So fällt zum Beispiel sofort auf, das die Sprache von der Terminologie her aber so etwas von gar nicht in die Zeit des Alten Ägypten passt. Mit den permanent anzutreffenden anglistischen Maßeinheiten „Meilen“ (S. 123 u.ö.), „Morgen Land“ (S. 47 u.ö.) oder auch der Rede von Geldtransfers (S. 344) fühlt man sich im völlig falschen Film bzw. Buch. Jemanden „die Leviten lesen“( S. 38) ist im Jahr 1450 v.Chr. auch anachronistisch, da es Leviten in Israel erst sehr viel später gab. Den Vogel schießen aber die „Ventilatoren“ ab, die auf S. 133 genannt werden (mit elektrischem Strom?). Auch für „Ingenieure“, „Techniker“ oder „Nekropolis“ hätte man durchaus passendere Begriffe finden können. Kurz: sprachlich ist das Buch ein einziges No-Go!
Inhaltlich ist das Buch recht eindimensional gestrickt. Hatschepsut, die durchaus auch mal Hadschepsut (S. 186) geschrieben wird, ist von Anfang an die von Gott erwählte, rechtmäßige Pharaonin, klug und außerordentlich attraktiv-erotisch bis zum letzten Atemzug. Zudem wird ihre Regierungszeit als eine kulturell-blühende Friedensherrschaft verklärt. Wie zu erwarten kommen die männlichen Pharaonen ausnahmslos schlecht weg. Ihr Vater Thutmosis I. wird am Ende seines Lebens als alter Sack geschildert, dessen einziges Verdienst im Leben war, Hatschepsut zur Thronerbin auszurufen (was historisch falsch ist). Ihr Ehemann Thutmosis II. (im Roman als ihr Stiefbruder bezeichnet – auch das ist falsch!) ist ein unfähiger Trottel und Feigling, der nur Fressen, Saufen und Weiber im Kopf hat, und ihr das Regieren überlässt. Ihr späterer Rivale und Nachfolger Thutmosis III. schließlich ist der gemeine Schurke, der ihr die unrechtmäßig die Krone entreißt. Als übler Kriegstreiber wird er das ägyptische Volk ins Tal der Tränen führen. Das geht aber dann doch zu weit, gilt Thutmosis III. doch als einer der größten Pharaonen überhaupt, der mit seiner Expansionspolitik maßgeblich den Grundstein für die Größe Ägyptens im Neuen Reich gelegt hat.

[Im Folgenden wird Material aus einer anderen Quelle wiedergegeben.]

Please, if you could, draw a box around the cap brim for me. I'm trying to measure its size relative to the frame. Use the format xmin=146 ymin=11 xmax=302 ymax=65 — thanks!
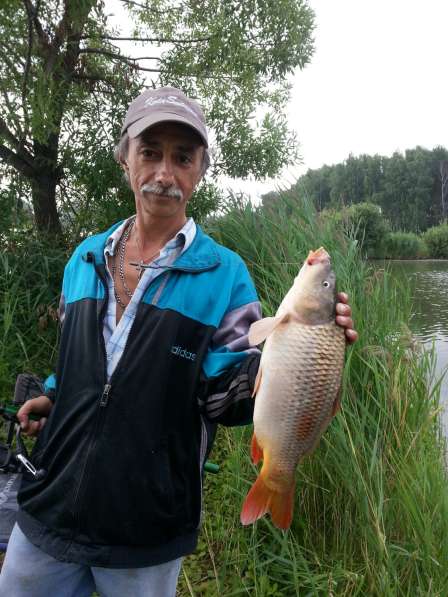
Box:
xmin=123 ymin=112 xmax=208 ymax=147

Am Ende kulminiert der Roman in einem emotionalen Crescendo. Das letzte Abendessen Hatschepsut mit ihren Getreuen erinnert stark an das Abendmahl Jesu (wobei es hier allerdings die Jünger sind, die am nächsten Tag sterben). Auch die Vergiftungstheorie ist spätestens nach dem Fund von Hatschepsuts Mumie obsolet. Eine Computer-Tomographie der Mumie hat ergeben, dass Hatschepsut am Ende ihres Lebens fettleibig war, an Diabetes litt und mit an Sicherheit grenzender Wahrscheinlichkeit am Krebs starb. Damit stürzt natürlich auch das Ende des Romans wie ein Kartenhaus in sich zusammen.
Dennoch: wer seichte Unterhaltung ohne große historische Glaubwürdigkeit sucht, findet ein trotzdem einigermaßen spannend verfasstes Buch mit emotionalen Spitzen. Daher: ein Stern über den untersten Level.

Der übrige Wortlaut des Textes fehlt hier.